Thursday, December 13, 2012

PRESSURE ON AFGHAN GOVERNMENT TO PROTECT WOMEN

KABUL, Afghanistan - The United Nations joined mounting criticism of Afghan President Hamid Karzai’s government on Tuesday over women’s rights, urging it to enforce a law designed to prevent violence against women.
The United Nations Assistance Mission in Afghanistan (UNAMA) said in a report that the country still had a long way to go in implementing the Law on Elimination of Violence against Women (EVAW).
The legislation made child marriage, forced marriage, forced self-immolation and other violent acts, including rape, a criminal offence.

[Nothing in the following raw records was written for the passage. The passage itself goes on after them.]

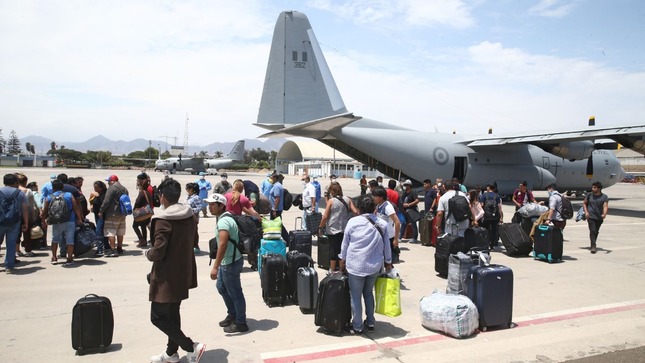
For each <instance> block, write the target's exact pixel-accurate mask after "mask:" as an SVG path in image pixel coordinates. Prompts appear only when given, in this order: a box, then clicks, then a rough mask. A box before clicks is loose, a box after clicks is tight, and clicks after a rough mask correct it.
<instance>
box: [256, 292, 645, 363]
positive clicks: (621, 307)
mask: <svg viewBox="0 0 645 363" xmlns="http://www.w3.org/2000/svg"><path fill="white" fill-rule="evenodd" d="M643 308H645V303H642V304H635V305H626V306H616V307H611V308H604V309H597V310H589V311H581V312H577V313H569V314H562V315H554V316H549V317H544V318H535V319H531V320H526V321H523V322H520V323H515V328H514V329H517V328H523V327H530V326H535V325H541V324H548V323H553V322H557V321H563V320H572V319H578V318H585V317H590V316H597V315H606V314H612V313H618V312H623V311H630V310H638V309H643ZM479 333H480V334H482V332H479ZM483 334H486V333H483ZM447 338H450V339H453V338H452V337H449V336H446V335H441V334H436V335H427V336H421V337H412V338H404V339H399V340H394V341H391V342H386V343H381V344H376V343H374V344H367V345H361V346H357V347H349V348H341V349H330V350H325V351H319V352H312V353H304V354H296V355H291V356H285V357H275V358H267V359H265V360H264V362H265V363H291V362H304V361H311V360H316V359H325V358H333V357H341V356H347V355H352V354H360V353H366V352H372V351H377V350H379V348H382V347H386V348H396V347H403V346H409V345H415V344H423V343H430V342H434V341H439V340H444V339H447Z"/></svg>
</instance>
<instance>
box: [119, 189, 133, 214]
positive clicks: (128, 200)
mask: <svg viewBox="0 0 645 363" xmlns="http://www.w3.org/2000/svg"><path fill="white" fill-rule="evenodd" d="M119 209H120V211H121V215H124V216H129V215H130V214H132V202H131V201H130V196H129V195H127V194H125V193H123V194H121V196H120V197H119Z"/></svg>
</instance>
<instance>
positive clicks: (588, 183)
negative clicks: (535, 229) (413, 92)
mask: <svg viewBox="0 0 645 363" xmlns="http://www.w3.org/2000/svg"><path fill="white" fill-rule="evenodd" d="M420 119H421V118H420ZM256 125H257V126H260V127H263V128H265V129H268V130H271V132H269V133H267V134H265V135H263V136H261V137H285V136H303V137H309V138H312V139H316V140H319V141H320V142H322V143H324V144H327V145H329V146H331V147H333V148H334V149H336V150H339V151H341V152H343V153H344V154H346V155H349V156H350V157H352V158H354V159H356V160H358V161H360V162H362V163H363V164H365V165H367V166H369V167H371V168H374V169H377V170H379V171H380V172H382V173H384V174H385V175H388V176H390V177H396V178H399V177H402V176H404V177H406V178H410V179H414V180H415V181H416V184H417V185H420V183H419V182H420V181H422V180H424V179H426V178H444V179H450V178H452V177H457V178H459V179H460V180H461V181H462V182H463V184H465V185H467V186H469V187H474V186H477V185H479V186H485V185H486V184H489V183H496V184H497V187H498V189H499V191H500V193H503V194H510V193H512V192H513V190H515V188H517V186H518V185H519V183H521V182H522V181H525V180H526V181H527V182H528V184H529V188H531V189H536V190H537V189H544V188H545V187H546V186H547V185H548V184H550V183H555V182H557V184H558V188H559V189H560V190H561V191H565V190H567V191H580V190H587V189H589V187H590V185H591V183H592V182H594V181H600V182H601V183H602V184H603V185H604V186H611V185H613V184H615V183H618V182H620V181H621V180H622V179H623V177H624V175H625V172H624V170H623V169H622V168H621V166H620V162H619V161H618V159H617V158H616V156H615V155H614V154H613V153H612V152H611V151H610V150H605V149H606V148H612V147H616V144H617V143H620V144H622V145H623V146H624V147H627V148H631V149H633V150H635V151H638V152H640V153H645V141H644V139H643V135H645V126H644V125H637V126H625V127H614V128H605V129H595V128H588V129H585V130H577V131H570V132H551V133H543V134H538V133H526V134H524V135H512V136H506V137H502V136H495V135H482V136H467V135H454V134H440V133H427V132H420V131H417V130H412V129H408V128H404V127H401V126H398V125H395V124H388V123H384V122H380V121H375V120H370V119H366V118H363V117H361V116H356V115H354V114H353V113H351V112H348V110H347V108H346V107H345V104H344V102H343V99H342V98H341V96H340V92H339V91H338V89H337V87H336V83H335V82H334V79H333V77H332V75H331V72H330V70H329V68H328V66H327V62H326V61H325V58H324V56H323V54H322V50H321V49H320V46H319V44H318V41H317V40H316V37H315V35H314V32H313V30H312V28H311V25H310V24H309V20H308V19H307V17H306V16H305V15H304V14H302V13H299V12H296V11H288V12H282V13H281V14H280V16H279V18H278V21H277V23H276V26H275V30H274V33H273V43H272V44H271V53H270V55H269V64H268V67H267V73H266V78H265V81H264V90H263V93H262V101H261V103H260V112H259V115H258V122H257V124H256ZM602 139H612V140H613V141H615V142H613V143H610V144H601V143H598V141H597V140H602Z"/></svg>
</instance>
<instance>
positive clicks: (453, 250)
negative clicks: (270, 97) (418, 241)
mask: <svg viewBox="0 0 645 363" xmlns="http://www.w3.org/2000/svg"><path fill="white" fill-rule="evenodd" d="M459 251H461V252H463V253H466V252H468V249H466V244H465V243H464V239H463V237H459V236H455V235H452V234H445V235H443V236H441V237H439V238H437V247H436V250H435V254H434V270H435V271H437V272H438V273H439V276H441V277H446V276H448V257H450V255H451V254H453V253H457V252H459Z"/></svg>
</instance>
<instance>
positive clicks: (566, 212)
mask: <svg viewBox="0 0 645 363" xmlns="http://www.w3.org/2000/svg"><path fill="white" fill-rule="evenodd" d="M560 199H561V200H562V208H561V209H560V215H561V216H562V218H564V219H571V218H573V214H574V212H573V205H572V204H571V201H570V200H569V198H567V197H565V196H564V195H562V194H560Z"/></svg>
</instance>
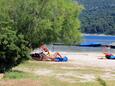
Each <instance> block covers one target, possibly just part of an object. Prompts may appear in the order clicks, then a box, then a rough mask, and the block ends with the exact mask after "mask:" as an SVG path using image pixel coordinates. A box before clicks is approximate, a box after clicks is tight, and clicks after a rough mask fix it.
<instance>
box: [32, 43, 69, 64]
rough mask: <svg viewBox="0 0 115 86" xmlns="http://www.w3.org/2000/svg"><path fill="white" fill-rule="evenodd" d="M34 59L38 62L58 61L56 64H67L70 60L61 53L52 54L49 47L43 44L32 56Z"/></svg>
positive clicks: (36, 49)
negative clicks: (67, 62)
mask: <svg viewBox="0 0 115 86" xmlns="http://www.w3.org/2000/svg"><path fill="white" fill-rule="evenodd" d="M30 55H31V56H32V58H33V59H34V60H37V61H49V60H50V61H56V62H66V61H68V58H67V57H66V56H64V57H63V56H62V55H61V54H60V53H59V52H55V53H54V54H51V53H50V51H49V49H48V48H47V46H46V45H45V44H44V43H42V44H40V46H39V48H38V49H36V50H35V51H33V52H32V53H31V54H30Z"/></svg>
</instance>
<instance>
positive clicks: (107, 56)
mask: <svg viewBox="0 0 115 86" xmlns="http://www.w3.org/2000/svg"><path fill="white" fill-rule="evenodd" d="M99 59H115V56H114V55H112V54H110V53H104V58H103V57H101V58H99Z"/></svg>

The 2009 law came law came after years of lobbying by Afghans and Westerners alike, and was held up as a beacon of progress.

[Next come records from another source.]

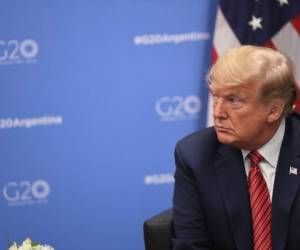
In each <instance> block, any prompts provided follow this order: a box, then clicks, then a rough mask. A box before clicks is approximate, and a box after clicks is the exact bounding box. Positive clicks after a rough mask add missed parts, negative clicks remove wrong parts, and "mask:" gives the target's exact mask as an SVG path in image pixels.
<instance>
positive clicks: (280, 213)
mask: <svg viewBox="0 0 300 250" xmlns="http://www.w3.org/2000/svg"><path fill="white" fill-rule="evenodd" d="M298 129H299V128H296V127H293V124H292V123H291V121H287V123H286V128H285V135H284V139H283V142H282V146H281V151H280V155H279V160H278V164H277V169H276V176H275V183H274V188H273V198H272V245H273V250H282V249H284V247H285V243H286V239H287V234H288V223H289V219H290V217H289V213H290V209H291V207H292V204H293V201H294V199H295V196H296V194H297V191H298V189H299V185H300V151H299V149H300V136H299V133H297V132H298ZM295 131H296V132H295ZM291 167H292V169H293V168H297V169H298V170H297V172H298V174H295V172H294V173H290V168H291Z"/></svg>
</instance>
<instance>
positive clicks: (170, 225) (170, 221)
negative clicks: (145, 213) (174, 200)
mask: <svg viewBox="0 0 300 250" xmlns="http://www.w3.org/2000/svg"><path fill="white" fill-rule="evenodd" d="M174 237H175V235H174V229H173V210H172V208H170V209H168V210H165V211H164V212H162V213H160V214H158V215H156V216H154V217H152V218H150V219H148V220H146V221H145V222H144V241H145V250H172V238H174Z"/></svg>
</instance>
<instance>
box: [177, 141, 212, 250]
mask: <svg viewBox="0 0 300 250" xmlns="http://www.w3.org/2000/svg"><path fill="white" fill-rule="evenodd" d="M175 162H176V172H175V189H174V197H173V213H174V215H173V218H174V229H175V239H173V244H174V250H208V249H213V246H212V240H211V236H210V233H209V231H208V227H207V221H206V218H205V213H204V211H203V207H202V204H201V197H200V193H199V191H198V189H197V185H196V181H195V177H194V175H193V171H192V169H191V168H189V166H188V165H187V164H186V162H185V160H184V157H183V155H182V153H181V149H180V144H177V146H176V149H175Z"/></svg>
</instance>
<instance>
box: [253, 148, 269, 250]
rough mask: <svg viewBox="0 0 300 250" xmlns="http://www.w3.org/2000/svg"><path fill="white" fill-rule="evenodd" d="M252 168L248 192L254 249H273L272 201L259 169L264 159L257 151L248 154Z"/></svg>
mask: <svg viewBox="0 0 300 250" xmlns="http://www.w3.org/2000/svg"><path fill="white" fill-rule="evenodd" d="M248 158H249V159H250V161H251V168H250V172H249V176H248V192H249V197H250V207H251V215H252V230H253V249H254V250H270V249H272V237H271V210H272V207H271V201H270V195H269V190H268V187H267V184H266V182H265V180H264V177H263V176H262V174H261V171H260V169H259V167H258V163H259V162H260V161H261V160H262V159H263V157H262V156H261V155H260V154H259V153H258V152H257V151H251V152H250V153H249V154H248Z"/></svg>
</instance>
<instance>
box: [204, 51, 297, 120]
mask: <svg viewBox="0 0 300 250" xmlns="http://www.w3.org/2000/svg"><path fill="white" fill-rule="evenodd" d="M207 79H208V82H209V84H213V85H232V86H234V85H240V84H246V83H253V82H256V83H258V84H259V86H260V87H259V90H258V94H259V97H260V98H261V100H262V102H263V103H272V102H273V101H276V100H277V101H278V100H280V101H283V102H284V111H283V114H284V115H288V114H289V113H291V112H292V110H293V106H294V103H295V101H296V98H297V90H296V81H295V77H294V67H293V63H292V61H291V59H290V58H289V57H288V56H287V55H285V54H283V53H281V52H279V51H276V50H273V49H270V48H266V47H259V46H251V45H245V46H241V47H239V48H233V49H230V50H228V51H227V52H226V53H225V54H224V55H223V56H221V57H220V58H219V59H218V60H217V62H216V63H215V64H214V65H213V66H212V68H211V70H210V71H209V73H208V75H207Z"/></svg>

Afghan women are increasingly concerned for their future as the deadline looms for most Nato-led combat troops to leave by the end of 2014.
  • They have won back basic rights in voting, education and work since the fall of the Taliban in 2001.
  • But some female lawmakers and rights groups say abuse against women is on the rise because Karzai’s government is losing interest as it tries to advance the reconciliation process with the Taliban, an allegation it denies.
  • On Monday, unknown gunmen shot dead Nadia Sediqqi, acting head of the women’s affairs department in eastern Laghman province, as she was going to work, in an attack widely condemned by the international community.
  • She had replaced Hanifa Safi, who was killed in a bomb attack five months earlier. Afghan women’s groups had expressed concern that without international backing, it would be difficult to press for their rights.